Tentara Pembebasan Rakyat PLA (Tentara China) mengatakan sedang menguji kekuatan roket baru dengan berbagai skenario Perang, termasuk cuaca ekstrim dan jamming elektronik yang kuat. Sebuah brigade pasukan roket, yang dilengkapi dengan rudal balistik jarak pendek, telah membangun basis pelatihan yang dapat mensimulasikan hujan, salju, angin galeforce, kabut dan petir, serta situasi peperangan elektronik, menurut pernyataan PLA Prajurit Angkatan Rocket baru Tentara Cina.

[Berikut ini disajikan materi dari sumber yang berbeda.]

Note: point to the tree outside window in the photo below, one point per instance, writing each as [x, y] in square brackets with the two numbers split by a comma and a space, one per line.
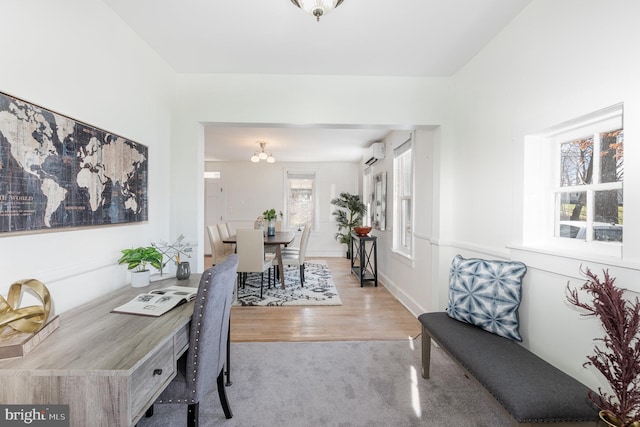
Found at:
[589, 199]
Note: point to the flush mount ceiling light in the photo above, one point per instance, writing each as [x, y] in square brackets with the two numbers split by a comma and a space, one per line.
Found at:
[261, 155]
[317, 8]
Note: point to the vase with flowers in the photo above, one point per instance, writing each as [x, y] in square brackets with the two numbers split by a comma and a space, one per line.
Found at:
[618, 360]
[270, 216]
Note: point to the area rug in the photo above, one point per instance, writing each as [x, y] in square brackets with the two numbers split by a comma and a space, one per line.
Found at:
[342, 384]
[318, 288]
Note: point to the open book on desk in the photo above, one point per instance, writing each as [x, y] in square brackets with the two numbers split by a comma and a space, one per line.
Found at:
[158, 301]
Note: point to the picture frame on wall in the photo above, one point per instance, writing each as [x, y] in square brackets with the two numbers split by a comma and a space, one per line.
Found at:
[58, 173]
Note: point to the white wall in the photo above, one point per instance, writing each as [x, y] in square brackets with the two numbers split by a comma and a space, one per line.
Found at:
[76, 57]
[251, 188]
[554, 62]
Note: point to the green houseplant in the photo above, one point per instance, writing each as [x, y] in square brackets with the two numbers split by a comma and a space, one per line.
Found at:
[137, 260]
[618, 360]
[270, 215]
[348, 215]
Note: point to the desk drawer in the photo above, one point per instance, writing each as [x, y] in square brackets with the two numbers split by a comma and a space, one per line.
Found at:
[151, 378]
[181, 340]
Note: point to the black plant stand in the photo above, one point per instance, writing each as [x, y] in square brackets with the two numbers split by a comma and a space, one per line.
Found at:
[364, 263]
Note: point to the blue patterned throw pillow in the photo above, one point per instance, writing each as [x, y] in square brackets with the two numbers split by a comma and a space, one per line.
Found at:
[486, 293]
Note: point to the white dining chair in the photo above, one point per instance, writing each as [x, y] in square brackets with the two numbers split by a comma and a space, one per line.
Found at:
[250, 250]
[293, 257]
[306, 230]
[223, 231]
[218, 251]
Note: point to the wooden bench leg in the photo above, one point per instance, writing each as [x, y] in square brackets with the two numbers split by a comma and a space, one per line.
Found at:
[426, 353]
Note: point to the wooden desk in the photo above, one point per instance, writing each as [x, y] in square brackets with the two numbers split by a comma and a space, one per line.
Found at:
[103, 365]
[281, 238]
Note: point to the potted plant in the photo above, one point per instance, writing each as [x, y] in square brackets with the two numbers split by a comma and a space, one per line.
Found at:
[270, 215]
[348, 215]
[137, 260]
[618, 360]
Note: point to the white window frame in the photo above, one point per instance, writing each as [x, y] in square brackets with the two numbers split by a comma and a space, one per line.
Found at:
[300, 172]
[403, 233]
[367, 192]
[542, 184]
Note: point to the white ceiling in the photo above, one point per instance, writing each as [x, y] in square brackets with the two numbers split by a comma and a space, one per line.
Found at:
[415, 38]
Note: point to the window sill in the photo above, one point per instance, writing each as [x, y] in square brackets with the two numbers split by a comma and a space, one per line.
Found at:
[403, 257]
[571, 263]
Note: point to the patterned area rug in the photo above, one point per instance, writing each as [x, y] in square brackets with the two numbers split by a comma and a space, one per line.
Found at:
[318, 289]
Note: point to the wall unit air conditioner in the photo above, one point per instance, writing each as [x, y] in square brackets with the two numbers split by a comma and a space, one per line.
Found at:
[374, 153]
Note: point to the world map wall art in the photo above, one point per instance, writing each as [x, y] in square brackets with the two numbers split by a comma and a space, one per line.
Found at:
[58, 173]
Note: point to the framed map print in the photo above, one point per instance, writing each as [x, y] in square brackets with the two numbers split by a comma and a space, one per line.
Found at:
[59, 173]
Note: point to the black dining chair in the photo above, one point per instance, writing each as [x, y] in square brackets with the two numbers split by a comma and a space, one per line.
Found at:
[207, 350]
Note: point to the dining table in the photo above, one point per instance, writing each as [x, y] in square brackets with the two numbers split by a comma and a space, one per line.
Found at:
[279, 239]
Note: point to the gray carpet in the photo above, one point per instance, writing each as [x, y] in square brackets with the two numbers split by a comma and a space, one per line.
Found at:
[342, 384]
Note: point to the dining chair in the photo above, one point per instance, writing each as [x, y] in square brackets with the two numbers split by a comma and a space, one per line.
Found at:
[293, 257]
[207, 344]
[218, 251]
[250, 250]
[223, 231]
[306, 230]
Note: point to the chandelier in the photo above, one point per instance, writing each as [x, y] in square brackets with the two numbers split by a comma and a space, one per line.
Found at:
[317, 8]
[261, 155]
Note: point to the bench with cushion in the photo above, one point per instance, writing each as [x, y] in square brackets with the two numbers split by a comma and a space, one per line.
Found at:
[480, 332]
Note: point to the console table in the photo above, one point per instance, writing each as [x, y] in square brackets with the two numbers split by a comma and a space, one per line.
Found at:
[108, 367]
[364, 263]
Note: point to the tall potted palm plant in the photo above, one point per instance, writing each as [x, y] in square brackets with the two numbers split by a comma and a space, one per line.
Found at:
[348, 215]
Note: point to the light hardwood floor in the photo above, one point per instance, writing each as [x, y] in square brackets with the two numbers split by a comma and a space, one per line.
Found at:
[367, 313]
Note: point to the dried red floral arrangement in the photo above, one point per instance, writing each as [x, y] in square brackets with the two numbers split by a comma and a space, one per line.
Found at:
[619, 361]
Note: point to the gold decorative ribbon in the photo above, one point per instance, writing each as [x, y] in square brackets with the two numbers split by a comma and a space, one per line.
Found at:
[26, 319]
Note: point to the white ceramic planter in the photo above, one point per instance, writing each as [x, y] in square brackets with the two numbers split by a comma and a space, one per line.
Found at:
[139, 279]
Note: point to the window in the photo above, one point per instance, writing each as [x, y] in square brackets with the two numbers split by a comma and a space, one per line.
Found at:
[367, 190]
[588, 192]
[574, 176]
[403, 199]
[301, 199]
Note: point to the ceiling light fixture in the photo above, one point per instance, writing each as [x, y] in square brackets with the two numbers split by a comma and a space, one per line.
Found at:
[317, 8]
[261, 155]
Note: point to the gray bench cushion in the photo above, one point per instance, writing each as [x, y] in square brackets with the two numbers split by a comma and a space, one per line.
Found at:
[529, 388]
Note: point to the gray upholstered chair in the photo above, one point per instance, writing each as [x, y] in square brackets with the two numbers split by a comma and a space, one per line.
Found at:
[202, 364]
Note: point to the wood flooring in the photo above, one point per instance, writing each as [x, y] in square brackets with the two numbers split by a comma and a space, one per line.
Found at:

Tentara Cina Uji Kesiapan Tempur Menggunakan Kekuatan Roket Baru
Tentara Cina Uji Kesiapan Tempur Menggunakan Kekuatan Roket Baru 


Kolonel Senior Shi Hongyan, komandan brigade, dikutip dalam pernyataannya yang mengatakan bahwa unit rudal harus menggunakan segala cara untuk membuat pelatihan serealistis mungkin, sehingga tentara dapat memahami kompleksitas medan perang nyata.


China Central Television telah menayangkan rekaman yang menunjukkan operator rudal selama "hujan lebat" simulasi di dasar, serta tentara menggunakan jas pelindung mengambil bagian dalam skenario perang biologis.


Selain itu, gaya telah menggunakan kendaraan peluncuran simulasi dan rudal untuk memfasilitasi pelatihan, kata pernyataan PLA.


Pekan lalu, Unit rudal balistik jarak pendek mengadakan pelatihan penembakan langsung di padang pasir di Northwest China pada suhu serendah-30 C, PLA Daily. Cerita ini disertai dengan gambar dari rudal DF-15 yang diluncurkan.

Sebuah brigade pasukan roket, yang dilengkapi dengan rudal balistik jarak pendek, telah membangun basis pelatihan yang dapat mensimulasikan hujan, salju, angin galeforce, kabut dan petir, serta situasi peperangan elektronik, menurut pernyataan PLA Tentara tentara Cina melakukan latihan militer dengan DF-15A jarak pendek rudal balistik.

Shao Yongling, seorang profesor strategi militer di PLA Rocket Command College, mengatakan kepada China Daily bahwa militer China telah tidak terhindar upaya dalam memastikan personelnya dapat melakukan dalam keadaan apapun.


"Hujan, salju dan dingin tidak menyebabkan masalah untuk rudal, tapi petir tidak," katanya. "Biasanya, operator menghindari petir ketika mereka meluncurkan rudal. Namun, kita harus melatih operator kami di setiap kondisi cuaca, sebagai musuh tidak akan menunggu hari baik, jelas untuk menyerang."


Pada jamming elektronik, Shao mengatakan langkah tersebut akan memiliki sedikit efek pada rudal balistik karena tidak seperti rudal jelajah, yang menerima dalam penerbangan bimbingan, parameter untuk rudal balistik yang diatur sebelum peluncuran. Namun perintah dan peralatan komunikasi rentan terhadap jamming elektronik, sehingga operator harus menggunakan latihan untuk menemukan solusi, katanya.


Presiden Xi Jinping, ketua Komisi Militer Pusat, mengumumkan pada 31 Desember pembentukan Angkatan Rocket PLA untuk menggantikan mantan Korps Artileri Kedua, yang berhasil rudal balistik China sejak 1960-an.